Left-handed specialist Randy Choate bailed him out by forcing Pirates third baseman Pedro Alvarez to hit into an inning-ending double play, but the Cardinals could have avoided the entire situation if they’d used Joe Kelly to start the inning.

In fact, the Cardinals might not have had to suffer through nearly as many lousy bullpen outings if they had used Kelly more in the first three weeks of the season. Matheny has instead used him in situations such as Friday’s ninth inning when the Cardinals had already opened an eight-run lead.

The bullpen has been the Achilles’ heel of the team so far this season. It had a collective 4.84 earned-run average through 22 games and blew four leads for a starting rotation that has a 2.12 ERA and has kept the team in all but one game so far this season.

Part of the problem is the Cardinals lost their regular closer, Jason Motte, to an elbow injury during spring training and had to scramble to fill his spot right before the regular season started.

Boggs was a logical choice to open the season as the Cardinals’ closer after a great 2012 season when he was the eighth-inning setup reliever. He had career-best 2.21 ERA while pitching in 78 games and earning 34 holds.

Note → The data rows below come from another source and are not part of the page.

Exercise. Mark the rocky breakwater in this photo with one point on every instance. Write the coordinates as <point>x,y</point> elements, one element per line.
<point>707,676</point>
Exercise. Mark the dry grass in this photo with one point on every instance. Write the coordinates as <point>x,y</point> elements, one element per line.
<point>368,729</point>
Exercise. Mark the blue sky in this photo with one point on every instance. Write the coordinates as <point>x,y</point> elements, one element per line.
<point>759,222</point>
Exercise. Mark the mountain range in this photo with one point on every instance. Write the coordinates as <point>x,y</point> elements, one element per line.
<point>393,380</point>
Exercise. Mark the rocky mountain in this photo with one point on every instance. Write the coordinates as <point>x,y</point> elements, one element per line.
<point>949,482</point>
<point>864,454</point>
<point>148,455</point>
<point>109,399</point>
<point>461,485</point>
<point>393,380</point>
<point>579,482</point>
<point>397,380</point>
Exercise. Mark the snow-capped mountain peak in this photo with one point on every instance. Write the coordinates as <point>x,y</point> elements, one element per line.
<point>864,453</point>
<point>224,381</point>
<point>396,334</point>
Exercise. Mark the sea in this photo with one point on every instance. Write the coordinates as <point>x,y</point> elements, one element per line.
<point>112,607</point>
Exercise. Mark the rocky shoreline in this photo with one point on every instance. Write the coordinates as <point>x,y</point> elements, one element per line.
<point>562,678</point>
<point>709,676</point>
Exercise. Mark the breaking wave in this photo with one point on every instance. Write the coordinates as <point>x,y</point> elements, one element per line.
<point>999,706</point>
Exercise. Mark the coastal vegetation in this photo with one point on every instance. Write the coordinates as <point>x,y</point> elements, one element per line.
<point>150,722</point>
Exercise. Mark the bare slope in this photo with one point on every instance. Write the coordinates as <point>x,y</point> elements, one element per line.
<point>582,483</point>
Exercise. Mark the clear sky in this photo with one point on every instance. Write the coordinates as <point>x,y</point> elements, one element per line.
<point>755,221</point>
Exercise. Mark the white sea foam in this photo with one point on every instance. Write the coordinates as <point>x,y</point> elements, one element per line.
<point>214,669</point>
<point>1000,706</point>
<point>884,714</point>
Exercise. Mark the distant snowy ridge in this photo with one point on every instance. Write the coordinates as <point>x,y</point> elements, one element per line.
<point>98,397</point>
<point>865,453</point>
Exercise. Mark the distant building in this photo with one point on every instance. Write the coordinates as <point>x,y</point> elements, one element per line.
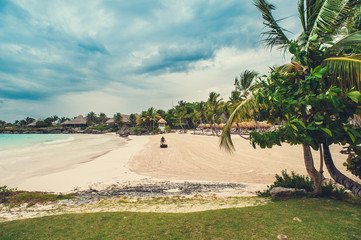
<point>162,124</point>
<point>79,121</point>
<point>125,119</point>
<point>110,122</point>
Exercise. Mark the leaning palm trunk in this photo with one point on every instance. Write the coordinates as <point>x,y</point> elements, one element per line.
<point>316,176</point>
<point>349,184</point>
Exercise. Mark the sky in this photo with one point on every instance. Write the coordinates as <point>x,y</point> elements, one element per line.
<point>66,57</point>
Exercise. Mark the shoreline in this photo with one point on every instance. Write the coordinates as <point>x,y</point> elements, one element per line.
<point>100,161</point>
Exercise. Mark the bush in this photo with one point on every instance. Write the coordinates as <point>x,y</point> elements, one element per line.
<point>100,127</point>
<point>137,129</point>
<point>156,130</point>
<point>168,129</point>
<point>13,197</point>
<point>5,192</point>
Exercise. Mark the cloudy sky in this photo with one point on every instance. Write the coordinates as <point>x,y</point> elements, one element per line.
<point>66,57</point>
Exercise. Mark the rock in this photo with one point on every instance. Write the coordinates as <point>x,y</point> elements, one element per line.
<point>284,193</point>
<point>282,236</point>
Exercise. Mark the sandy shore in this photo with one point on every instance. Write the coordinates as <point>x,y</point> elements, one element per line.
<point>198,157</point>
<point>89,160</point>
<point>98,161</point>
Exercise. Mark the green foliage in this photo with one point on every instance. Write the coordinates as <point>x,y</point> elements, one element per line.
<point>156,130</point>
<point>353,161</point>
<point>138,129</point>
<point>289,181</point>
<point>102,127</point>
<point>330,189</point>
<point>302,182</point>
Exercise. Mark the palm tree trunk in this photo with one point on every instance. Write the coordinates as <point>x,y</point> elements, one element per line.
<point>316,176</point>
<point>349,184</point>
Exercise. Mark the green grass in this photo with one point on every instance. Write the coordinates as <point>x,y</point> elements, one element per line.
<point>321,219</point>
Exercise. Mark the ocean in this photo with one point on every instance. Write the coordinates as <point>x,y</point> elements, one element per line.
<point>9,141</point>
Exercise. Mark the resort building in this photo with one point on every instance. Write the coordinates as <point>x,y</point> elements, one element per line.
<point>162,124</point>
<point>33,124</point>
<point>79,121</point>
<point>110,122</point>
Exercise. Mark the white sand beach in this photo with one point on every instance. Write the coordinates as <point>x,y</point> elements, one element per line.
<point>101,160</point>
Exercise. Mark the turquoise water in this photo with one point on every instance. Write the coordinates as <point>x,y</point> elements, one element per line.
<point>23,140</point>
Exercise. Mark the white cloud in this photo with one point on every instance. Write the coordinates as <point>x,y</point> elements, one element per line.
<point>71,57</point>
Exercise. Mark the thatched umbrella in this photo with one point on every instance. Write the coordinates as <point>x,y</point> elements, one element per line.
<point>162,121</point>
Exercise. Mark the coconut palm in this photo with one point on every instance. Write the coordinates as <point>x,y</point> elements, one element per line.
<point>324,41</point>
<point>118,119</point>
<point>132,119</point>
<point>201,108</point>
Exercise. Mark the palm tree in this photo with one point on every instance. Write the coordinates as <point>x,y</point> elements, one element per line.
<point>323,42</point>
<point>214,104</point>
<point>201,108</point>
<point>91,117</point>
<point>133,119</point>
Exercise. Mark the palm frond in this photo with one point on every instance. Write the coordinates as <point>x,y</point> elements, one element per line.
<point>351,41</point>
<point>242,110</point>
<point>275,36</point>
<point>325,17</point>
<point>301,14</point>
<point>344,72</point>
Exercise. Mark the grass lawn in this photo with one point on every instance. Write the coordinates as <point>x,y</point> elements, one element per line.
<point>321,219</point>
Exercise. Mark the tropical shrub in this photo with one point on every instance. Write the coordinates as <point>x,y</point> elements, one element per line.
<point>168,129</point>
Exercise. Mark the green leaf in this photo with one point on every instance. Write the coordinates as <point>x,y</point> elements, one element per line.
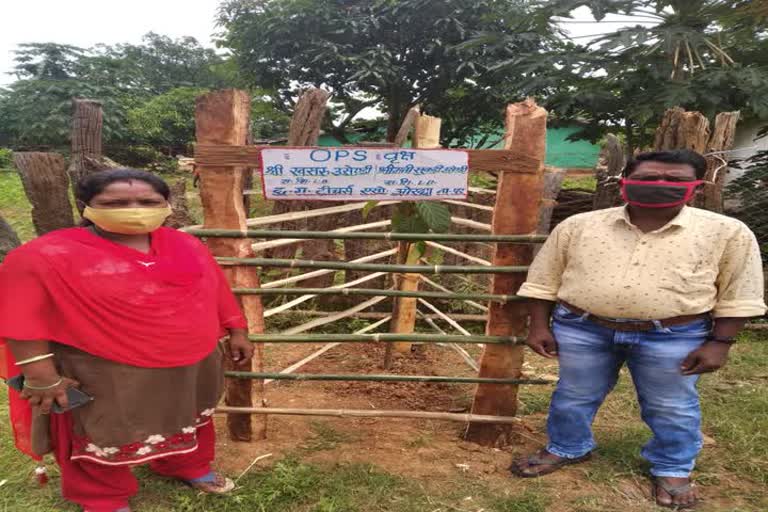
<point>436,215</point>
<point>407,221</point>
<point>370,205</point>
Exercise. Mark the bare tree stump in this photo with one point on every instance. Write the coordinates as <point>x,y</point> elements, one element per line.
<point>222,117</point>
<point>87,122</point>
<point>304,131</point>
<point>44,177</point>
<point>518,199</point>
<point>690,130</point>
<point>610,166</point>
<point>180,216</point>
<point>9,240</point>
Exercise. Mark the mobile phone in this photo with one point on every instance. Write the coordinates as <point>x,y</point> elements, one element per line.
<point>75,397</point>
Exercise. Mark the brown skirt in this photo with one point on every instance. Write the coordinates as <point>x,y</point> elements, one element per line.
<point>138,414</point>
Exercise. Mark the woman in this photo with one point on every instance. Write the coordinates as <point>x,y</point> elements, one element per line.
<point>131,313</point>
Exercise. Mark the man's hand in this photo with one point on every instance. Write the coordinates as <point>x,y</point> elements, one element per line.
<point>45,398</point>
<point>542,342</point>
<point>240,348</point>
<point>709,357</point>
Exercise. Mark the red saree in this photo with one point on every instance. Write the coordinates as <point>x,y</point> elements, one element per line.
<point>164,309</point>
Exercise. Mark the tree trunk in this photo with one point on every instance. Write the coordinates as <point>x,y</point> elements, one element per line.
<point>87,121</point>
<point>426,135</point>
<point>222,117</point>
<point>9,240</point>
<point>304,131</point>
<point>180,216</point>
<point>608,173</point>
<point>518,199</point>
<point>717,162</point>
<point>44,177</point>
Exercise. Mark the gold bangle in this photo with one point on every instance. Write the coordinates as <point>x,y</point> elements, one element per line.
<point>34,359</point>
<point>44,388</point>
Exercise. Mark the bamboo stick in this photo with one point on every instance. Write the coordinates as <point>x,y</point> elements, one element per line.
<point>445,317</point>
<point>444,289</point>
<point>335,317</point>
<point>382,378</point>
<point>326,348</point>
<point>469,205</point>
<point>374,267</point>
<point>261,246</point>
<point>378,315</point>
<point>318,273</point>
<point>460,254</point>
<point>355,413</point>
<point>471,224</point>
<point>375,292</point>
<point>307,296</point>
<point>460,350</point>
<point>385,337</point>
<point>306,214</point>
<point>394,237</point>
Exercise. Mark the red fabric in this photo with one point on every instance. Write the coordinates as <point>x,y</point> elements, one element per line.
<point>101,488</point>
<point>163,309</point>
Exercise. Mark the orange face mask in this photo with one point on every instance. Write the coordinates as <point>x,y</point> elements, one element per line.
<point>128,221</point>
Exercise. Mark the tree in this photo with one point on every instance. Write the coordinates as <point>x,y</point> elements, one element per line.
<point>705,55</point>
<point>392,54</point>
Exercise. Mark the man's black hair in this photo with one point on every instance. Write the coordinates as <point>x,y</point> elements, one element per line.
<point>677,156</point>
<point>94,184</point>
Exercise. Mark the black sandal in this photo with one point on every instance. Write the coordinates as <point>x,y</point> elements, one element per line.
<point>673,490</point>
<point>548,466</point>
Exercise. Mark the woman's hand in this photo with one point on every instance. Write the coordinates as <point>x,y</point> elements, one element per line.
<point>45,398</point>
<point>240,348</point>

But he was a completely different pitcher as the closer. He has allowed 12 runs with eight walks and two blown saves in 11 appearances through the team’s first 22 games. Meanwhile, Kelly has pitched in seven games and allowed four runs with no walks. However, he hasn’t pitched in many high-leverage situations.

Now, that’s not to say Kelly should be the Cardinals closer. Edward Mujica stepped into that role nicely by earning two saves each on recent road series in Philadelphia and Washington.

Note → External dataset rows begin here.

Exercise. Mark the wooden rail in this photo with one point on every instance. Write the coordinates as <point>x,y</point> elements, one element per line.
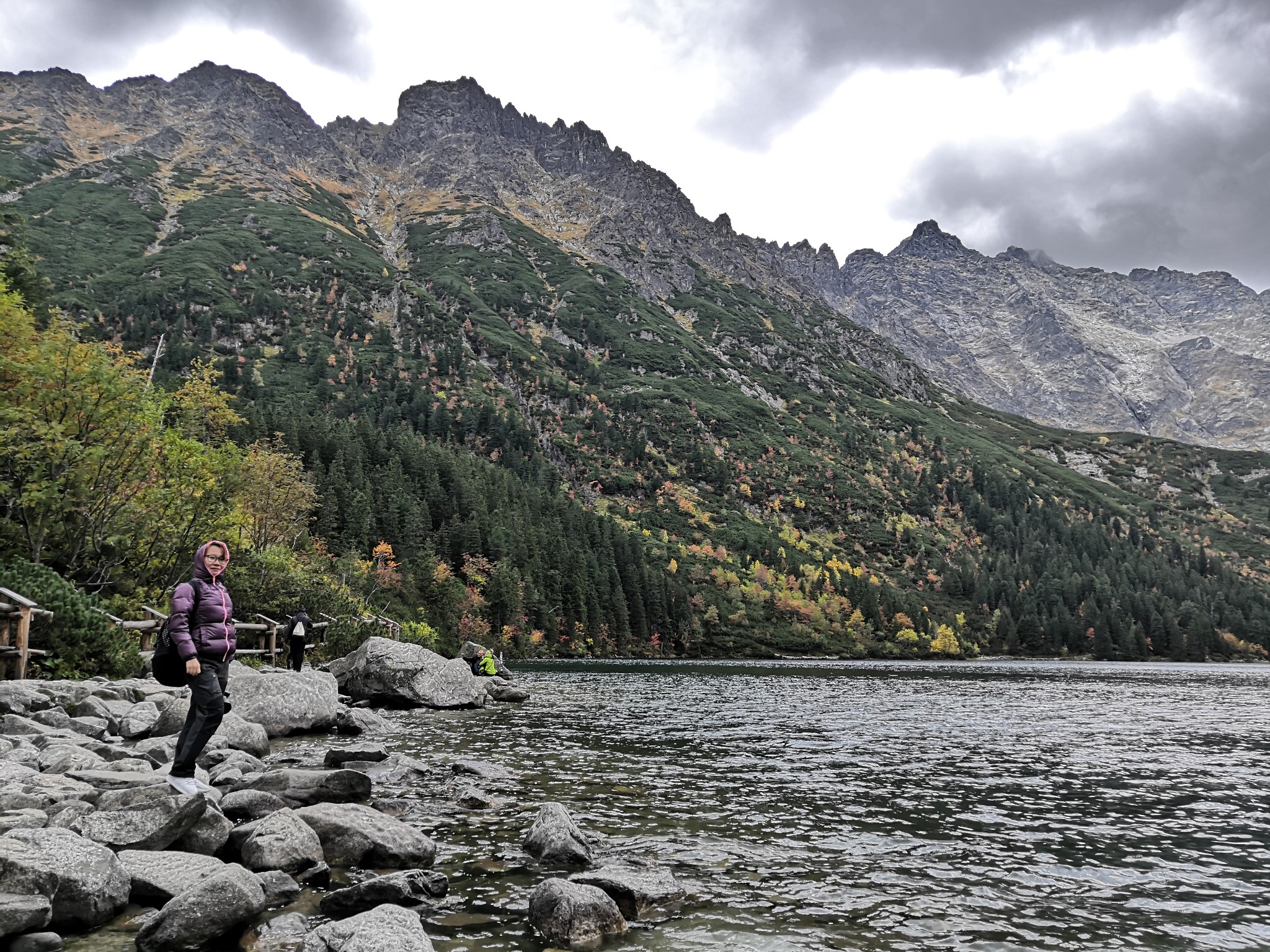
<point>20,609</point>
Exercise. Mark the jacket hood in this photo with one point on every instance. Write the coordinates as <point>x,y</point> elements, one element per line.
<point>201,571</point>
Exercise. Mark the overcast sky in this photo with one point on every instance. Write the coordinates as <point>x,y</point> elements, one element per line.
<point>1116,134</point>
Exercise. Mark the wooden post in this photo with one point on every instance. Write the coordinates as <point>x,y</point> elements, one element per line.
<point>23,639</point>
<point>4,643</point>
<point>25,607</point>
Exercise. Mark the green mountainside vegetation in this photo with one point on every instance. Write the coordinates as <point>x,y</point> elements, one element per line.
<point>474,431</point>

That move has settled the bullpen, for now, but Kelly must have a larger role in the late innings if the Cardinals are going to consistently keep teams from completing late-inning comebacks.

Matheny recently referred to Kelly as “a Ferrari” that is a nice luxury to have in the bullpen, but that resource is nearly useless if it only sits in the garage.

Instead, Boggs and rookie reliever Trevor Rosenthal have come out of the bullpen seemingly every single day. Rosenthal has pitched in 12 games already, the most of any pitcher on the team despite also being the youngest.

That’s a lot of pressure to put on a young pitcher and his arm so early into his first full big-league season. Yes, Rosenthal throws really hard and can be an effective weapon out of the bullpen, but flamethrowers don’t always last that long.

For example, the Detroit Tigers had a bullpen that included 100 mph-plus throwers Joel Zumaya Fernando Rodney, but both suffered injuries within two years.

The Cardinals have excellent pitching depth in the minor leagues, but Rosenthal is a prized possession and should be treated as such. Kelly also throws really hard and has enormous potential, but he pitched in the starting rotation much of 2012 and is more accustomed to the demands of a Major League Baseball season.

However, Matheny continues to bring in Rosenthal nearly every night, and Boggs pitches in game after game as the team waits for him to fix his motion while Kelly sits out in the bullpen.

And that type of bullpen management could continue to cost the Cardinals ballgames before Mujica ever reaches the mound until Kelly receives a larger role in the late innings.